2025-11-15 00:35:22 +00:00
rcourtman
bcd8d4e0fa Fix critical cleanup implementation issues found by Codex review
**Host Detection**:
- Now detects localhost by hostname and FQDN, not just IP
- Fixes issue where nodes configured as https://hostname:8006 would skip
  localhost cleanup (API tokens, bind mounts, service removal)

**Systemd Sandbox**:
- Added /etc/pve and /etc/systemd/system to ReadWritePaths
- Allows cleanup script to modify Proxmox configs and systemd units

**Uninstaller Improvements**:
- Use UUID for transient unit names (prevents same-second collisions)
- Added --purge flag for complete removal
- Added --wait and --collect flags to capture exit code
- Now fails cleanup if uninstaller exits non-zero

**Path Migration**:
- Fixed all /usr/local references to use /opt/pulse/sensor-proxy
- Updated forced command in SSH authorized_keys
- Updated self-heal script installer path
- Updated Go backend removal helpers (supports both new and legacy paths)

These fixes address Codex findings: hostname detection, sandbox permissions,
transient unit collisions, incomplete purging, and incomplete path migration.
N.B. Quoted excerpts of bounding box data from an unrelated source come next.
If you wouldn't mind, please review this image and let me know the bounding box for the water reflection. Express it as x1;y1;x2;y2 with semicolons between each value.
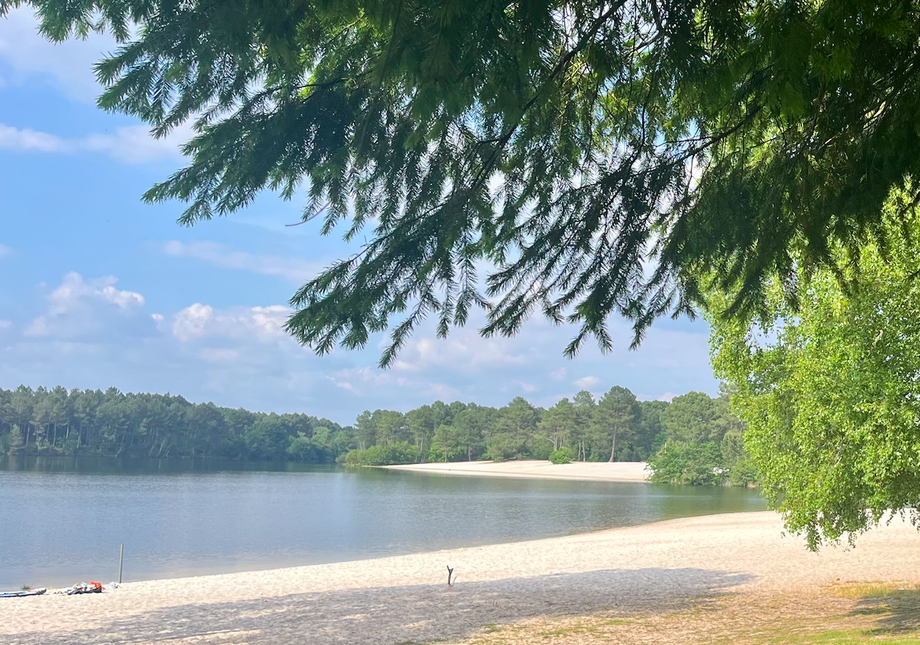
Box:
0;457;765;588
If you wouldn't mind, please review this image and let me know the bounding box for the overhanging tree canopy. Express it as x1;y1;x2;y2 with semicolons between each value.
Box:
711;194;920;548
7;0;920;364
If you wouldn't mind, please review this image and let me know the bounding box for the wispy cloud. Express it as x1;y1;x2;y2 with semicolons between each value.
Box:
573;376;601;390
0;123;192;164
163;240;323;284
23;272;151;339
172;303;291;342
0;7;117;103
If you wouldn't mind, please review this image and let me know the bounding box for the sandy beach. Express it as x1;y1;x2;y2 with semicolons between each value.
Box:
384;460;649;482
0;512;920;645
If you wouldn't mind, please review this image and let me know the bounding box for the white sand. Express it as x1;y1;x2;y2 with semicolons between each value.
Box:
384;460;649;482
0;512;920;645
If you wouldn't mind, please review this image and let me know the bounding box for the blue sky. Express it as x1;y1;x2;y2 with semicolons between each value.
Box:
0;9;718;423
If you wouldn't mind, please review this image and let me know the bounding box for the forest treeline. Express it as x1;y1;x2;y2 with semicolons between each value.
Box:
345;387;756;485
0;386;755;485
0;385;354;463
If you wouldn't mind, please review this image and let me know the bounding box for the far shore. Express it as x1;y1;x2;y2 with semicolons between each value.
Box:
0;512;920;645
382;459;649;482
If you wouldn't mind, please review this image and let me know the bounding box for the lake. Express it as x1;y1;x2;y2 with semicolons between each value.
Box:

Related to cleanup implementation testing.
2025-11-15 00:33:41 +00:00
rcourtman
17d2e6876e Fix unbound SHARE_DIR variable in installer
After relocating binaries to INSTALL_ROOT, the SHARE_DIR variable was removed
but one reference remained in cache_installer_for_self_heal() causing
'unbound variable' error.

Changed to use INSTALL_ROOT directly since that's where the cached installer
is stored (STORED_INSTALLER=${INSTALL_ROOT}/install-sensor-proxy.sh).
2025-11-15 00:09:34 +00:00
rcourtman
ed48d7555a Fix directory creation order in sensor-proxy installer
The installer was trying to write binaries to /opt/pulse/sensor-proxy/bin/
before creating the directory structure, causing 'No such file or directory'
errors on fresh installs.

Moved directory creation for INSTALL_ROOT and bin/ to before binary installation
section (before line 657), ensuring directories exist before use.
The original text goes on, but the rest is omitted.